Later, Sonja told me she’d enjoyed talking to him. He’d led a fascinating life. Military service, law enforcement, travel, successful children.
My response – “I wonder if anything he said was true?”
Sonja is kind, smart, and a good judge of character. She believed he was truthful.
I hope she’s right.
My cynicism may be a product of being a cop for almost 20 years. Or maybe I became a cop because it’s a profession where cynicism is a necessary tool. People lie to the police. Normal people. All the time. “I only had two beers officer. I’m fine to drive.” Or, “no I didn’t hit my wife, she fell and hurt herself.” Regular people sometimes do awful things, and, not surprisingly, don’t want to be arrested.

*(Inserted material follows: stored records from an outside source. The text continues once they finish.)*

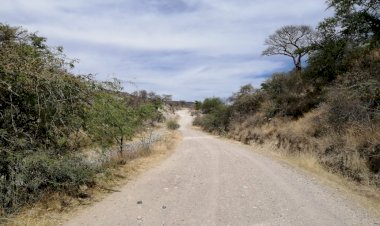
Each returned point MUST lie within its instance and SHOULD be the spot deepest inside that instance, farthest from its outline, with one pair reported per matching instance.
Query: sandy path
(209, 181)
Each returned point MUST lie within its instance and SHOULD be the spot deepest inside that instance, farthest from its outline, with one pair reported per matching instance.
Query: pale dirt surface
(208, 181)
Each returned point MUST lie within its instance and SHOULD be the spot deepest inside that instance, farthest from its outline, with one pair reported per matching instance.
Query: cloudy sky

I want to believe people. Whether I’m speaking to them at work, or along a beach in Shawnigan Lake, somehow, my first instinct remains to do so. That inclination remains deep within me.
But I’ve developed a filter. A combination of gut-feeling and analytical evaluation.

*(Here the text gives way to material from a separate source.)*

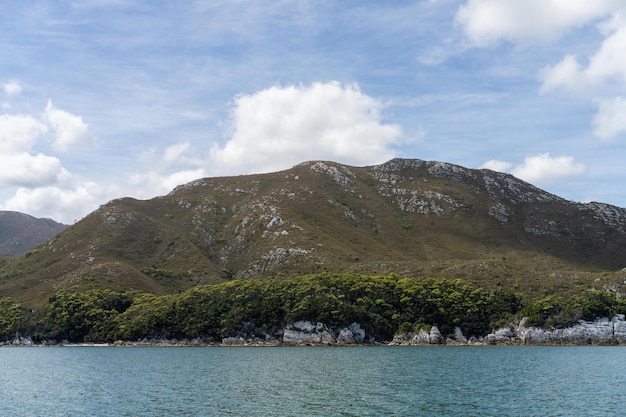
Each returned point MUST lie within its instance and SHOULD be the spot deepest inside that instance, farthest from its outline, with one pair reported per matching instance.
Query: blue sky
(110, 98)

It’s a necessary filter at work. It can be helpful in everyday life. But it colours the way I see the world, and I’m not sure I like that. It’s a short step from cynicism to negativity and anger.
A week later, Sonja, Molly and I were in a different park in a different city. Molly played, while we socialized with a friend.

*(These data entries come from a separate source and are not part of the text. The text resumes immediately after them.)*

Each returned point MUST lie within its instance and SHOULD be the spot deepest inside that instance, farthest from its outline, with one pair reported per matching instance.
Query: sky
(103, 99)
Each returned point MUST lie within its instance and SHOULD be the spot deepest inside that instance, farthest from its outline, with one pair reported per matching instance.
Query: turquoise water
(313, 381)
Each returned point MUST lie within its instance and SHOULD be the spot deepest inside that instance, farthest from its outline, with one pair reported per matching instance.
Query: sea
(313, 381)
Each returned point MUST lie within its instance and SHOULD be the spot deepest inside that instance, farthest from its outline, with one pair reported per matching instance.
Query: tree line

A woman I did not know joined the conversation. A mother, she too was there with her child. I listened while this mother, and our friend talked about children, and nature.
The mother steered the conversation to how this park which we all stood on was on “stolen land” and how she struggled with explaining that concept to her daughter. The mother assumed everyone present agreed.
I didn’t. Or, perhaps more accurately I agreed but with a giant asterisk. Pick anywhere on the globe where humans live and look back in time – sometimes ten years, sometimes ten thousand – and chart the history of civilizations, populations, and borders constantly changing. Nations and nationalities rise and fall, merge and move, live together in peace and devour each other in conflict. History is complicated and messy. Like life.
I didn’t speak up in the park. I was not cynical about this mother’s sincerity. Far from it. Her convictions were heartfelt and sincere.
But I was cynical about her assuming that my friend and I agreed with her premise.
Which made me angry. Quickly. So I said nothing.
It is not my intention to write about Canada’s Native population and the sad and tragic history which has resulted in so much suffering. Except, I will say this. I believe that one of Canada’s great strengths is our multiculturalism. Not the theory of multiculturalism, but the reality of it. We have built a nation in which ethnic groups and nationalities from all over the world live together. And it works pretty well, most of the time. Except our First Nations aren’t part of that. And I’m not sure that we are taking any meaningful steps to address that. I read and hear much about reconciliation. I worry that it is an empty word, comprised of well meaning gestures, and ten or twenty years from now, nothing will have changed.
I read my own words, and worry too, that they lack compassion.
That I am too quick to dismiss the suffering of others.
That I am too willing to believe that a nice man lied to my wife on a beautiful day in the hot sun along a quiet beach.
That instead of remaining silent in the park, I should have spoken with that mother. Engaged with her point of view. Challenged my own assumptions. Opened my mind and considered that maybe she is right and I am wrong.
I worry that I have the wrong amount of cynicism.